エンベロープ暗号化とは?
えんべろーぷあんごうか
エンベロープ暗号化とは、データを暗号化する鍵をさらに別の鍵で暗号化する二重鍵管理方式で、大量データの安全な暗号化に使われます。
エンベロープ暗号化(Envelope Encryption)とは、実際のデータを暗号化するための「データ暗号化鍵(DEK:Data Encryption Key)」と、そのDEK自体を暗号化するための「鍵暗号化鍵(KEK:Key Encryption Key)またはマスター鍵」の2層構造で暗号化を管理する手法です。
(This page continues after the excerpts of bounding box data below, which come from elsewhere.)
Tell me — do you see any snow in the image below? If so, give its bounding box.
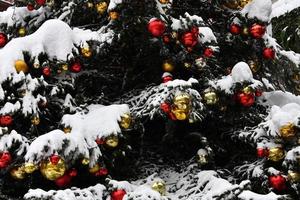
[241,0,272,22]
[271,0,300,18]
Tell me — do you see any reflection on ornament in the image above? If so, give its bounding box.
[40,159,66,181]
[268,147,285,162]
[151,181,166,195]
[105,135,119,148]
[10,166,26,180]
[171,93,192,121]
[120,113,132,130]
[280,123,296,139]
[24,163,38,174]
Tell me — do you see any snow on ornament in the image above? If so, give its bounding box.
[148,18,166,37]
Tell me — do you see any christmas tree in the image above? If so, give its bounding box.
[0,0,300,200]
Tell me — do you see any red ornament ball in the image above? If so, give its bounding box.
[55,174,72,188]
[203,47,214,58]
[181,32,198,47]
[269,175,286,192]
[238,92,255,107]
[148,19,166,37]
[110,190,126,200]
[43,67,51,77]
[0,152,12,169]
[263,47,275,60]
[27,3,34,11]
[50,155,60,165]
[229,24,242,35]
[70,62,82,73]
[250,24,266,39]
[0,115,13,126]
[0,33,8,48]
[35,0,46,6]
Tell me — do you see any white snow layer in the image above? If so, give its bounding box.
[241,0,272,22]
[0,19,113,83]
[271,0,300,18]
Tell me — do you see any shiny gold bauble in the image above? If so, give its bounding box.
[243,86,254,94]
[280,123,296,139]
[40,159,66,181]
[15,60,29,73]
[288,171,300,183]
[81,158,90,165]
[162,60,175,72]
[31,116,41,126]
[96,1,108,15]
[204,89,219,105]
[24,163,38,174]
[224,0,252,10]
[159,0,170,4]
[81,47,92,58]
[248,60,260,73]
[63,126,72,133]
[109,11,119,20]
[105,135,119,148]
[10,166,26,180]
[171,94,191,121]
[268,147,285,162]
[151,181,166,195]
[120,113,132,129]
[18,27,26,37]
[89,164,101,174]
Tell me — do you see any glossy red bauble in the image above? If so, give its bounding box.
[181,32,198,47]
[70,62,82,73]
[229,24,242,35]
[43,67,51,77]
[110,190,126,200]
[0,152,12,169]
[27,3,34,11]
[269,175,286,192]
[0,115,13,126]
[50,155,60,165]
[55,174,72,187]
[250,24,266,39]
[263,47,275,60]
[237,92,255,107]
[160,103,171,113]
[203,48,214,58]
[0,33,8,48]
[35,0,46,6]
[148,19,166,37]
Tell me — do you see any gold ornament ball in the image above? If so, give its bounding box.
[151,181,166,195]
[96,1,108,15]
[171,94,191,121]
[204,89,219,105]
[268,147,285,162]
[109,11,119,20]
[120,113,132,130]
[40,159,66,181]
[10,167,26,180]
[15,60,29,73]
[280,123,296,139]
[81,47,92,58]
[105,135,119,148]
[159,0,169,4]
[81,158,90,165]
[18,27,26,37]
[288,171,300,183]
[24,163,38,174]
[31,116,41,126]
[89,164,101,174]
[248,60,260,73]
[162,60,175,72]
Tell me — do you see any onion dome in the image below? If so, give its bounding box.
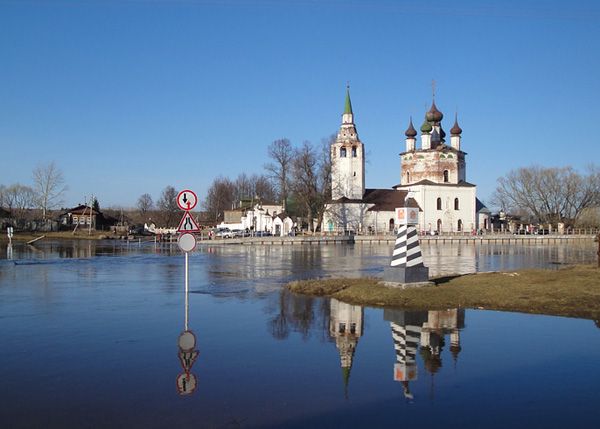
[425,101,444,122]
[404,117,417,139]
[450,116,462,136]
[421,115,433,134]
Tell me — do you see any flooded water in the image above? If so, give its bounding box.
[0,242,600,428]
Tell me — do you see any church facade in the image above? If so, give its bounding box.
[322,89,489,234]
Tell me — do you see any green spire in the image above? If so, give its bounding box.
[344,85,352,114]
[342,366,351,399]
[421,115,433,134]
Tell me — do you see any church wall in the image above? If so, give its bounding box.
[411,185,477,232]
[400,150,465,185]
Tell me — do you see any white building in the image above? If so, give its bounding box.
[322,90,489,233]
[218,203,294,237]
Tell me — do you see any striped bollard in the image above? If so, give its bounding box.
[384,207,429,286]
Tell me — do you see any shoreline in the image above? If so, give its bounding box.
[285,265,600,321]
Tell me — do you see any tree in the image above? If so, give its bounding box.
[493,166,600,224]
[156,186,179,227]
[251,174,277,202]
[0,185,6,208]
[265,138,294,210]
[33,161,67,220]
[290,142,331,231]
[233,173,277,203]
[204,176,236,222]
[137,194,154,217]
[4,183,36,222]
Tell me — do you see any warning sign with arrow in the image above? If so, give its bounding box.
[177,211,200,232]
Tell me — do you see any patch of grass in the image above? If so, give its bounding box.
[287,265,600,320]
[0,229,115,243]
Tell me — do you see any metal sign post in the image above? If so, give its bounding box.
[176,189,200,396]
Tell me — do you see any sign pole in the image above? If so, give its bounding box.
[185,252,189,331]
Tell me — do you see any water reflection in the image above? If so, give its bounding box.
[383,309,465,401]
[176,272,199,396]
[329,298,363,399]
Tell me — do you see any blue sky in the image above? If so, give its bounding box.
[0,0,600,211]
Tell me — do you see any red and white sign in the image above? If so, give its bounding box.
[177,189,198,211]
[177,211,200,232]
[177,232,196,253]
[177,372,198,396]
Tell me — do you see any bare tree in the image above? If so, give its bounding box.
[233,173,277,203]
[4,183,36,226]
[156,186,179,227]
[137,194,154,217]
[265,138,294,210]
[204,177,235,222]
[0,185,6,208]
[251,174,277,202]
[291,141,330,231]
[33,161,67,220]
[493,166,600,224]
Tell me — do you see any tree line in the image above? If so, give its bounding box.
[0,161,67,222]
[204,135,335,230]
[492,165,600,227]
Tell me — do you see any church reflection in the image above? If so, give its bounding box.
[176,274,199,396]
[383,309,465,401]
[329,298,363,399]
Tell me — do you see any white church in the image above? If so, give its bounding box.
[321,89,490,234]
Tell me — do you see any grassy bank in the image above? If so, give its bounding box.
[287,265,600,320]
[0,229,115,243]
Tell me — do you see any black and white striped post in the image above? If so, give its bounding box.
[384,198,429,286]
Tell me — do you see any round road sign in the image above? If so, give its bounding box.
[177,372,198,396]
[177,331,196,351]
[177,189,198,211]
[177,233,196,253]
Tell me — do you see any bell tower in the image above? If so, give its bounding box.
[331,86,365,200]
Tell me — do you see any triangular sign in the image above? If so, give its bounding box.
[178,350,200,372]
[177,212,200,232]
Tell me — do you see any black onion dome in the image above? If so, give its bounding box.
[450,117,462,136]
[427,101,444,122]
[404,117,417,139]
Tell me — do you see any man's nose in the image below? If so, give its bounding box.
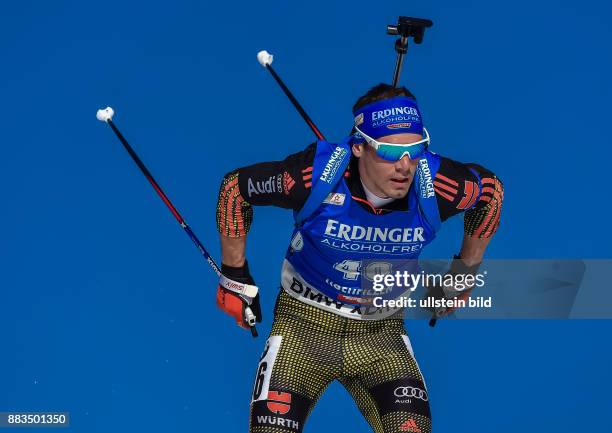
[395,155,412,175]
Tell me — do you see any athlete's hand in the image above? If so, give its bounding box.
[217,262,261,336]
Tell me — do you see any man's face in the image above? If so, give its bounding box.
[353,133,423,199]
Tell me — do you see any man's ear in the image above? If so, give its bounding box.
[351,143,364,158]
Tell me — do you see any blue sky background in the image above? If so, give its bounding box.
[0,0,612,433]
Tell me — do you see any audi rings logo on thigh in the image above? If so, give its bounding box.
[393,386,429,401]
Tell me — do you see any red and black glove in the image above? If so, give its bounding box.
[217,261,261,336]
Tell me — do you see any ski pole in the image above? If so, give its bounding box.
[257,50,325,140]
[96,107,257,337]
封筒(エンベロープ)の中に手紙を入れるイメージから名付けられています。
仕組みを順を追うと以下のようになります。
- 暗号化したいデータに対して、一意のDEKを生成して暗号化する
- 生成したDEKをKEK(マスター鍵)で暗号化し、暗号化されたDEKをデータと一緒に保存する
- 復号時は、KEKで暗号化DEKを復号してDEKを取得し、そのDEKでデータを復号する
この方式の主な利点は以下のとおりです。
- マスター鍵はAWS KMS・Azure Key Vault・Google Cloud KMSなどのHSM(ハードウェアセキュリティモジュール)上に安全に保管でき、平文では扱われない
- 鍵をローテーション(更新)する際に全データを再暗号化する必要がなく、DEKを暗号化し直すだけで済む
- 大量データを高速な共通鍵暗号(AESなど)で暗号化しつつ、鍵管理は安全な非対称暗号や専用KMSに委ねられる
クラウドサービスではS3やRDS、Secrets Managerなど多くのサービスが透過的にエンベロープ暗号化を採用しており、現代のセキュリティ設計において標準的な鍵管理方式となっています。
使い方・例文
AWSでS3バケット内のファイルを暗号化する際、KMSのカスタマーマスターキー(CMK)でDEKを暗号化するエンベロープ暗号化が自動的に使われます。これにより、マスター鍵を外部に露出させることなく大量のオブジェクトを安全に保護できます。